Об обаянии доктора Джонсона для Босуэлла нам едва ли нужно распространяться. То немногое, что уже было сказано о странной личности и устремлениях Босуэлла, служит почти исчерпывающим объяснением. Не стоит думать, будто он привязался к Джонсону с какой-то конкретной целью. «Полагать (как утверждали некоторые из его недоброжелателей), — говорил Мэлоун, — будто он привязался к доктору Джонсону с целью написания его биографии, — это значит не знать ни автора, ни человеческой природы». Мэлоун, знавший Босуэлла в конце его жизни, вероятно, был неплохим судьей; и нетрудно объяснить притягательность Джонсона для Босуэлла без подобных предположений. Помимо своего уникального положения среди литераторов, Джонсон был весьма яркой фигурой и человеком сердечным, способным легко затронуть воображение юноши; честь удостаиваться внимания Джонсона была приятна во всех отношениях; а характер Босуэлла как нельзя лучше подходил для преданности.

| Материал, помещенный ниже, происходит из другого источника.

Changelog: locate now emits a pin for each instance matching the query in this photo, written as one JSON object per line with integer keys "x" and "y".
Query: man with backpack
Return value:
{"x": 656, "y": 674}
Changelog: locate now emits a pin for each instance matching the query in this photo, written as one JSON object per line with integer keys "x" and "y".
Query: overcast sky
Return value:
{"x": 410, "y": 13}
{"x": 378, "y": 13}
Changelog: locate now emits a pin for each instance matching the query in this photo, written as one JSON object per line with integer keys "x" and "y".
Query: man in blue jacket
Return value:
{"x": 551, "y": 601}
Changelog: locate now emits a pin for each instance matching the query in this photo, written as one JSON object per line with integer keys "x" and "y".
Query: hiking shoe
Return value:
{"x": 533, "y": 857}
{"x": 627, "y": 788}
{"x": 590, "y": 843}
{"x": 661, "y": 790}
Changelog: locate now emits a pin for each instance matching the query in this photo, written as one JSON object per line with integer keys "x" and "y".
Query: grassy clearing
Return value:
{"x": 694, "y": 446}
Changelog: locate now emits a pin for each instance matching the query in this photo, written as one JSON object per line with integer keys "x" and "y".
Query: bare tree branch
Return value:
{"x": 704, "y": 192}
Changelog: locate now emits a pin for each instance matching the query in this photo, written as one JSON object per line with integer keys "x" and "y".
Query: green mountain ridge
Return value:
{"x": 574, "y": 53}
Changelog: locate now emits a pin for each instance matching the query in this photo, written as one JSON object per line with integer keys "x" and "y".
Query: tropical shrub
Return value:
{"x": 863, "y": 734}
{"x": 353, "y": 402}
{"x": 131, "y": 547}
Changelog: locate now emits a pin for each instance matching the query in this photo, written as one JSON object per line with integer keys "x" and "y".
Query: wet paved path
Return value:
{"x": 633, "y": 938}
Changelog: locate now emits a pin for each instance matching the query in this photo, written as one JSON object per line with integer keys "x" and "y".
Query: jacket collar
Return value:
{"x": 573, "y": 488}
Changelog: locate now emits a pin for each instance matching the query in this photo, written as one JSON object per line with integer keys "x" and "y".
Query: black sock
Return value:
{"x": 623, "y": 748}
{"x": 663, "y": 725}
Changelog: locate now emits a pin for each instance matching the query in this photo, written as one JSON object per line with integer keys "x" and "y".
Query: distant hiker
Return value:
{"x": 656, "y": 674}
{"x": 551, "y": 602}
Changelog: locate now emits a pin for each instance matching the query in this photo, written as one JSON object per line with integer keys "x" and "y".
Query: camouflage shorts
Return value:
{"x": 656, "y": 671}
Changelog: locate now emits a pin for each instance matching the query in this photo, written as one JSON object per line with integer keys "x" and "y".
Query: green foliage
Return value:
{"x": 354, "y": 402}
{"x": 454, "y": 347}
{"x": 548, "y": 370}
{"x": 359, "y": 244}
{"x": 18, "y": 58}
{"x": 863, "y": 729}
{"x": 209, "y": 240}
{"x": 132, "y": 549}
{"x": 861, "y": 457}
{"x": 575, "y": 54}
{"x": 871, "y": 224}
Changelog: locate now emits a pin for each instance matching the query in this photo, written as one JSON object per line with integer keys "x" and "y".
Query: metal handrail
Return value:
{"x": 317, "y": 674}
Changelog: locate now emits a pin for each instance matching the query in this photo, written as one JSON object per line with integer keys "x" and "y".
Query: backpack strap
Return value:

Дружба, завязавшаяся между этими столь непохожими людьми, не была полностью лишена ореола романтики. Отношения между ними носили тот взаимодополняющий характер, при котором каждый привносит то, чего не хватает другому, так что они испытывают естественную потребность друг в друге. Джонсону нравился Босуэлл за его молодость и свежесть; Босуэлл боготворил Джонсона за его силу. Боготворение! Это было именно оно; он признавал это, он гордился этим. Его собственный ум был из числа нерешительных, способных усматривать множество вещей и с трудом выбирающих среди них; он весьма охотно обращался к сильному, определенному взгляду на жизнь, выражению интеллекта не меньшего (поскольку убежденные люди фундаментально зачастую мельче), но явно превосходящего его собственный; сокрушительная личность Джонсона была способна подкреплять их общие предрассудки — обычно с помощью аргументов, а если не получалось, то чистой силой убеждения. Дело было не столько в том, что Босуэлл одобрял абсолютно все в мыслях Джонсона, сколько в том, что он мог рассчитывать найти там определенную позицию, выражающую, как ему казалось, его собственное лучшее «я» или то, кем он хотел бы стать, сумев он поступиться частью собственной природы.